Je veux bien l’aider. Mais comment retrouver quelqu’un qui a été enlevée il y a…24 ans ? Comment peut-on imaginer retrouver une trace, à partir d’une simple photo ?
Elle m’explique qu’elle mène l’enquête, depuis toutes ses années. Elle a quelques indices. Elle a réussi à parler à un garde qui peut faire des allers-retours avec l’extérieur de ce quartier de malheur. Elle a noué des liens, elle a profité du marché noir…et elle a fait le lien avec l’extérieur.
Je l’interromps : « Du marché noir ? » Oui, évidemment, il y a du marché noir, il y a toujours du marché noir ! « Pour vendre quoi ? » De la nourriture, bien sûr, c’est le bien le plus rare, le plus recherché ! On veut manger ! C’est notre principale préoccupation !
Marité a donc des indics, des gens qui s’infiltrent, du marché noir. Je commence à mieux comprendre cette société. Je veux qu’elle m’emmène, qu’elle me fasse voir. Avec quel argent, qui, où, quand ?
L’argent, il n’y en a pas. On paye en travail, en micro-tâches. Avec les surfaces, on transfert du temps de travail. C’est la seule solution, sauf si on a quelque chose à échanger. Marité m’explique qu’elle a déjà échangé tout ce qu’elle avait. Ses plus beaux vêtements, ses bijoux, ses meubles les moins utiles. Elle n’a plus rien d’autre à échanger que son travail, aujourd’hui. Elle ne dort pas bien, alors elle peut cliquer, ce n’est pas un problème.

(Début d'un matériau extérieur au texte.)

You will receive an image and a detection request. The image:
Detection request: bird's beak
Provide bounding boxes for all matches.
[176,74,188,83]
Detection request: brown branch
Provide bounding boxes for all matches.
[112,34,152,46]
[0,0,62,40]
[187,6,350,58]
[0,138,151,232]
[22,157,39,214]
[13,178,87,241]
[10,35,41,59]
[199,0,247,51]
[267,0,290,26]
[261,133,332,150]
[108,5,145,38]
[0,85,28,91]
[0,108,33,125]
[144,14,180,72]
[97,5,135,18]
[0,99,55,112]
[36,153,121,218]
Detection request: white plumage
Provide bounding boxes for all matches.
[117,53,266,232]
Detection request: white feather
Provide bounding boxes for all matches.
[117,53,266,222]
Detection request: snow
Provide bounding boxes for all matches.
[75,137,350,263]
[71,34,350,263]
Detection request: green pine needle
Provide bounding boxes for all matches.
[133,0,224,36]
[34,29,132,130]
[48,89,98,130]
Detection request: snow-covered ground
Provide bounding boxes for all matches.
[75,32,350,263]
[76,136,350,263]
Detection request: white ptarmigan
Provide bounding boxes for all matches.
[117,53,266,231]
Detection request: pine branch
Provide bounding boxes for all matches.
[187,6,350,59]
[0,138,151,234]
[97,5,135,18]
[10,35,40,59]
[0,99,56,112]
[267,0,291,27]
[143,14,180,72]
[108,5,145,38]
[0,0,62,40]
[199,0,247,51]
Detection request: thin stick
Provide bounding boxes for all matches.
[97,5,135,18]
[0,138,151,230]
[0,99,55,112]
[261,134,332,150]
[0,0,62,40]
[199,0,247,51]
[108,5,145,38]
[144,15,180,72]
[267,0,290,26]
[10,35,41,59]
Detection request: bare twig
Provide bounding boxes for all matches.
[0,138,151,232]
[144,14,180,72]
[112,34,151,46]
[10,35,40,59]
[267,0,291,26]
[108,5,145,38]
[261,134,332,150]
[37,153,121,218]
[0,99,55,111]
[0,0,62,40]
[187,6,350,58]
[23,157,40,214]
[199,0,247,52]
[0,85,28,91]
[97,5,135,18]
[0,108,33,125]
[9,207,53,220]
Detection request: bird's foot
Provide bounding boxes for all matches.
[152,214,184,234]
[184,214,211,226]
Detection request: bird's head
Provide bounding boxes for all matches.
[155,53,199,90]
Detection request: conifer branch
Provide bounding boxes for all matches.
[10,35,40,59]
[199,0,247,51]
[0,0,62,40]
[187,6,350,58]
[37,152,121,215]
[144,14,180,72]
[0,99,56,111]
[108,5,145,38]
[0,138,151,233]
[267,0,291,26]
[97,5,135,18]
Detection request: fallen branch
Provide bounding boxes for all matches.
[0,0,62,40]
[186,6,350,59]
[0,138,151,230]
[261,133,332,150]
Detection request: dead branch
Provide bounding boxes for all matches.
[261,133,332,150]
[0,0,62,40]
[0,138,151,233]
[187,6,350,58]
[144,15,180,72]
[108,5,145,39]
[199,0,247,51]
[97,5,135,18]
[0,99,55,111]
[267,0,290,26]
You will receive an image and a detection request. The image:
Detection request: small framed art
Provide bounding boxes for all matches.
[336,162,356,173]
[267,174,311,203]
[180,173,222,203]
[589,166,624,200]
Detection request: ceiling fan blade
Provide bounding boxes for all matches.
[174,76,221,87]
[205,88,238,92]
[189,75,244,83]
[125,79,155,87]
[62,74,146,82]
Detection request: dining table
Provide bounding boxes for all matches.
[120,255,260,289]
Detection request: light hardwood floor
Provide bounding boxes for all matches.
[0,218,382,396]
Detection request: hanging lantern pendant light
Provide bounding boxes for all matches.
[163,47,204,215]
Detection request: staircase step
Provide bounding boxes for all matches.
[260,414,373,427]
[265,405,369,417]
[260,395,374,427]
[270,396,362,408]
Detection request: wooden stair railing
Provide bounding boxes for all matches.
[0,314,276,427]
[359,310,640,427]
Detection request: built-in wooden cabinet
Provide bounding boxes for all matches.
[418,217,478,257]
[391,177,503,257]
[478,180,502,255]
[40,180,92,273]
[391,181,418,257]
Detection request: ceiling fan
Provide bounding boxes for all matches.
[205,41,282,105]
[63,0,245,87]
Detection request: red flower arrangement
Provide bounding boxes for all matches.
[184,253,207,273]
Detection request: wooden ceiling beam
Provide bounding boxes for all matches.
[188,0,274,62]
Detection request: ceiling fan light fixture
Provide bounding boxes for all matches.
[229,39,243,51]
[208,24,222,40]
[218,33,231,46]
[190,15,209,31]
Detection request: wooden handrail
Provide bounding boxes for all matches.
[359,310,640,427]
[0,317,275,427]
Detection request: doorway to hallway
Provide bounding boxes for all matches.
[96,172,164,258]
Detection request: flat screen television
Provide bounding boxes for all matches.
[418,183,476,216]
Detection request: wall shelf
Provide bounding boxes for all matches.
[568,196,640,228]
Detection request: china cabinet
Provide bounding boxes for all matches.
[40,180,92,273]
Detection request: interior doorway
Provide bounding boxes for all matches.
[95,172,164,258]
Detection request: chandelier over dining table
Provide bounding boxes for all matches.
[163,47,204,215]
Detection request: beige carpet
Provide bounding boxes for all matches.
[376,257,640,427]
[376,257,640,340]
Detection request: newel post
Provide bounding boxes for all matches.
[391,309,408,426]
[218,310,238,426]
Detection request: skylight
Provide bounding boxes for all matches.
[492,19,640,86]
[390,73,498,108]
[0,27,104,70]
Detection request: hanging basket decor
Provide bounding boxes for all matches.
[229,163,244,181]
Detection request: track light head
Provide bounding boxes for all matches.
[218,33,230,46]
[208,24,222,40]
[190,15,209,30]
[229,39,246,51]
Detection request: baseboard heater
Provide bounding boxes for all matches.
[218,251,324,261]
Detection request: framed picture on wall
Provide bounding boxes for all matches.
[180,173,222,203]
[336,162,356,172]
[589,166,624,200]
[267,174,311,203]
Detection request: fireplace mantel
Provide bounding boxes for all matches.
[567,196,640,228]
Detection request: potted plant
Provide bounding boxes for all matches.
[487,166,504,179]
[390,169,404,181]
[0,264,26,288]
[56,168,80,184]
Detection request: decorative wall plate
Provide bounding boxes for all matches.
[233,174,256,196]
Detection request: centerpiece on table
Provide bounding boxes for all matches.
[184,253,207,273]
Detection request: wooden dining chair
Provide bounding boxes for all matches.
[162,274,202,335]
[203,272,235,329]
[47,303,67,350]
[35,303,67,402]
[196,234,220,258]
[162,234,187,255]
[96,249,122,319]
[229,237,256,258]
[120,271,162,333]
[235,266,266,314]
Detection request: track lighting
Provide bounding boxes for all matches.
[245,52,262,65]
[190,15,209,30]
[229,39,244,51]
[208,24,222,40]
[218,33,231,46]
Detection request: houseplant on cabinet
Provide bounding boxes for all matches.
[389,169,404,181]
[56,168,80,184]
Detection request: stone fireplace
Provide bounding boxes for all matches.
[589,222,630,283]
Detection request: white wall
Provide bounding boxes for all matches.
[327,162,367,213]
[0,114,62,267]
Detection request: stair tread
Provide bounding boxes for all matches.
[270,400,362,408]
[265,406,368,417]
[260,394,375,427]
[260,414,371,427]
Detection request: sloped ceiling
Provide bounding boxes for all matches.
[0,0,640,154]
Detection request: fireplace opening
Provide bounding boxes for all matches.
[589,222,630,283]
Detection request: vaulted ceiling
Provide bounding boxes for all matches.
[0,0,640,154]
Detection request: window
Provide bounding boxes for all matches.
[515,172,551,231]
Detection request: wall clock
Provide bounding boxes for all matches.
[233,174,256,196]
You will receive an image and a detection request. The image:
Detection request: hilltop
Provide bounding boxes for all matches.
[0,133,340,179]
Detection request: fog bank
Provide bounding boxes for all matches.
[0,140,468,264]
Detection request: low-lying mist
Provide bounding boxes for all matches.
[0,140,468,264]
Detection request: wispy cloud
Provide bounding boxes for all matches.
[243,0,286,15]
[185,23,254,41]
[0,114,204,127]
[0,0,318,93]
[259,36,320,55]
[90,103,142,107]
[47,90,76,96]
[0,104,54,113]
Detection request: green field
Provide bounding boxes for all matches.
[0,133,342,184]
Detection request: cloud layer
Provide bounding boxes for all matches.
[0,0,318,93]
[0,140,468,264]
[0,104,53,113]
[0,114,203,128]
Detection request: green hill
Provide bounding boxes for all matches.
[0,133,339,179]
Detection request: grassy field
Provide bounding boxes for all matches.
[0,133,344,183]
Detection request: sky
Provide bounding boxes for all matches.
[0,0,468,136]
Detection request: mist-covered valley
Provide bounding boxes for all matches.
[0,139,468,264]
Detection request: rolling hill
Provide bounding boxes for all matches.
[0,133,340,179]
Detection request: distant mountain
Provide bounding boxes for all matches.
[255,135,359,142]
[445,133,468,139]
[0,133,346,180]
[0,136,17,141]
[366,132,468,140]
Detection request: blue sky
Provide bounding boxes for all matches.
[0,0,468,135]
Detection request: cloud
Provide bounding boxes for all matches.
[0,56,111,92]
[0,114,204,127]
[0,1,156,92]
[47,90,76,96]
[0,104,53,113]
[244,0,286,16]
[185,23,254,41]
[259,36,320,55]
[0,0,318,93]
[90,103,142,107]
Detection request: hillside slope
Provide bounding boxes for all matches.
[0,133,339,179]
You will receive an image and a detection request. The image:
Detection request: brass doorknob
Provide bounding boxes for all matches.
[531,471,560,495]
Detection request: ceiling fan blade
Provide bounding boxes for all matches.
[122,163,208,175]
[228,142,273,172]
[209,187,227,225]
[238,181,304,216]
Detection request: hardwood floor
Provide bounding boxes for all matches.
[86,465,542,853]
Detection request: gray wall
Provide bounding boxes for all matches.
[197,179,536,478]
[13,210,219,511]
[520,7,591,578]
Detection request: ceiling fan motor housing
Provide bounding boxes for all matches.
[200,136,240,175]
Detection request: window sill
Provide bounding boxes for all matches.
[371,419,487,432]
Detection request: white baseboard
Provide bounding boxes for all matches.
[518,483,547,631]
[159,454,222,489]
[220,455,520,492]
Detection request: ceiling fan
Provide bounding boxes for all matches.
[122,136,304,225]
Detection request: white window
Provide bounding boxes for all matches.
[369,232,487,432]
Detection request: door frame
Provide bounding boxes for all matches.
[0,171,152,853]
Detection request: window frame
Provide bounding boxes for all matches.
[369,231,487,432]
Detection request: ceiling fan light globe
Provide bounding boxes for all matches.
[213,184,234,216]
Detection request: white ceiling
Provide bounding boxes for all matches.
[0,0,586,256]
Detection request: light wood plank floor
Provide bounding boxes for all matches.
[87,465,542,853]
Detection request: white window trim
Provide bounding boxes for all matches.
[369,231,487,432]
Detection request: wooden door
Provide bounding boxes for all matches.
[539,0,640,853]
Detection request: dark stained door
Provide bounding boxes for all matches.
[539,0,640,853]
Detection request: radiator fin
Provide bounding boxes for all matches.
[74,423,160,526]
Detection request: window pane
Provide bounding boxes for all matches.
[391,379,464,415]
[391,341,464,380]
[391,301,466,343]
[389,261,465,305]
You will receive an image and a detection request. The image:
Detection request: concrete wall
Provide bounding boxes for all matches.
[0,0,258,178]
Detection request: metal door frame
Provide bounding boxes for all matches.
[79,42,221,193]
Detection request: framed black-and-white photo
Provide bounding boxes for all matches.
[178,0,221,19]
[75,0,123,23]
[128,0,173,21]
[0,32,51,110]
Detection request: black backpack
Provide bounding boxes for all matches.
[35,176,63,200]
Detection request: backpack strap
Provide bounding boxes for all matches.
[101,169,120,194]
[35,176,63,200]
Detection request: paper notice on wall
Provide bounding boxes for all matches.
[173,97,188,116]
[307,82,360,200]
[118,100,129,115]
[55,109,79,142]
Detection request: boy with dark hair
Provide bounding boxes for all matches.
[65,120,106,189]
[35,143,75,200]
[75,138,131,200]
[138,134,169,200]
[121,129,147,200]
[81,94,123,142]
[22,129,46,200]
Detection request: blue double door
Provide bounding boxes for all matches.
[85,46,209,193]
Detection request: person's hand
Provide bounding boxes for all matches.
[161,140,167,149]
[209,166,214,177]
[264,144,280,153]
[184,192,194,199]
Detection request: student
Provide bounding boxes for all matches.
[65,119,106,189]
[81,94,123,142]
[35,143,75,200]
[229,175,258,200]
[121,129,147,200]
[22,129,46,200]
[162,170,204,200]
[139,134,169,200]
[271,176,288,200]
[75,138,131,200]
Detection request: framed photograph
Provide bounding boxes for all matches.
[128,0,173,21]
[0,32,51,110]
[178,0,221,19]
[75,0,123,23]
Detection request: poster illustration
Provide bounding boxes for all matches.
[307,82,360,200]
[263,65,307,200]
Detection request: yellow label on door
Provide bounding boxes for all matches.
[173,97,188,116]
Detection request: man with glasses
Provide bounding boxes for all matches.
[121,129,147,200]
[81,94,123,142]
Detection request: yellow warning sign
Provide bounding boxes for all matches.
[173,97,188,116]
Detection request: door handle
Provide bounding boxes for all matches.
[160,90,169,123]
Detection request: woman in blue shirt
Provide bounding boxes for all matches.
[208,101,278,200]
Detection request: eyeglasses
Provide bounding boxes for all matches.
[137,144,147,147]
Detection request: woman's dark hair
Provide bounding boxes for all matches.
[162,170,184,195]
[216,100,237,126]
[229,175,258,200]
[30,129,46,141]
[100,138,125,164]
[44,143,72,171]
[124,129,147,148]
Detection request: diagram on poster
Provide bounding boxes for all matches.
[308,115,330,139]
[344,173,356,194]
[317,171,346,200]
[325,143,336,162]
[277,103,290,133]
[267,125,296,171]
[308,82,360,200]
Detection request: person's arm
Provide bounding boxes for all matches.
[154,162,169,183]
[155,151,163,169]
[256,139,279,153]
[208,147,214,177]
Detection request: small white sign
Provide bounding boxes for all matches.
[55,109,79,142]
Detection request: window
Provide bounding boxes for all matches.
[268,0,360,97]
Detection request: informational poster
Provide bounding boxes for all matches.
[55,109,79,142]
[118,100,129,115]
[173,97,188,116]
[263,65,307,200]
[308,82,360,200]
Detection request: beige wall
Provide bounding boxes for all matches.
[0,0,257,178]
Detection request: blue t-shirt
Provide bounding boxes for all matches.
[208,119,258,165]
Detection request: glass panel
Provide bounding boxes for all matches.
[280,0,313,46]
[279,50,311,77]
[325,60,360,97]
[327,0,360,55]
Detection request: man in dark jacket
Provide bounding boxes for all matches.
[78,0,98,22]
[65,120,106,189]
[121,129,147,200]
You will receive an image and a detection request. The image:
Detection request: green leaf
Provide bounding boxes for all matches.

Elle me sort une petite assiette fraises de sont placard. C’est la preuve de sa confiance, je crois. Et je lui demande si elle sait d’où elles viennent et je lui raconte l’histoire des rebelles jardiniers de la tour du Crayon. Elle ne me croit pas vraiment, elle a du mal à imaginer qu’on puisse vivre ailleurs, autrement. Elle n’a que sa sœur pour se raccrocher à un monde différent, que l’obsession de la retrouver.
Je lui demande s’il y a des actualités, des médias, dans ce monde. Elle me tend encore une fois sa Surface. Elle me dit : « Tout ce qu’on doit savoir est dit là-dessus…Quand on clique, on reçoit aussi des infos. On a la pub du gouvernement. Ils nous incitent en permanence à cliquer. Mais en plus, on a des infos sur le Président… Regardez, il apparaît toujours avec sa cheffe de cabinet. Lui, il sourit, elle, elle est là pour nous rappeler qu’on est en dictature. » Elle me fait voir. Moi qui connaît le Président en personne, je le reconnais à peine : il est beaucoup plus jeune sur la propagande. Beaucoup plus sympathique, aussi. On le voit dans des situations invraisemblables : il serre la main à des gens, à des jeunes, des hommes, des femmes, des enfants, tous beaux comme au premier jour de Chat GPT. Des images fausses, pleines de verdure, de fraîcheur, de jolies couleurs et de sourires, un monde dans lequel tout va bien, où les gens mangent cinq fruits et légumes bio par jour, c’est sûr ! Et il est flanqué de cette femme qui fait la gueule, qui respire l’austérité et la frustration.
Le président dit « Grâce aux micro-tâche, nous sommes heureux, nous vivons bien ! Faites confiance à votre gouvernement ! » Tandis que la brune à ses côtés tente un demi sourire qui montre ses dents de loup.
Je n’apprends rien, ce président, je le connais, c’est celui de Lyon... Je raconte à Marité que je l’ai vu pour de vrai. Elle me croit à moitié. J’insiste : sa cheffe de cabinet est vraiment flippante ! Mais elle n’est pas tout à fait sûr qu’ils existent vraiment, de toute façon : on ne les a jamais vus dans le quartier, tu penses…Juste ces images, depuis des années…Des images qui ne vieillissent pas, irréelles.
Et le reste du monde ? Quelle est la situation ailleurs ? à Paris, Berlin, New York, Moscou, Pékin… ?
Marité hausse les épaules. C’est déjà bien assez dur ici, on n’a pas besoin de se soucier des autres ! Mais elle me dit qu’elle connaît des gens qui savent et qu’elle me les présentera et que ce sont les mêmes qui ont trouvé quelques informations sur sa sœur disparue.
Alors nous sortons, elle, 10 minutes avant moi, en prenant soin de ne pas faire de bruit afin que le voisin ne soupçonne rien.
On se retrouve au coin d’une ruelle, entre deux blocs, comme convenu.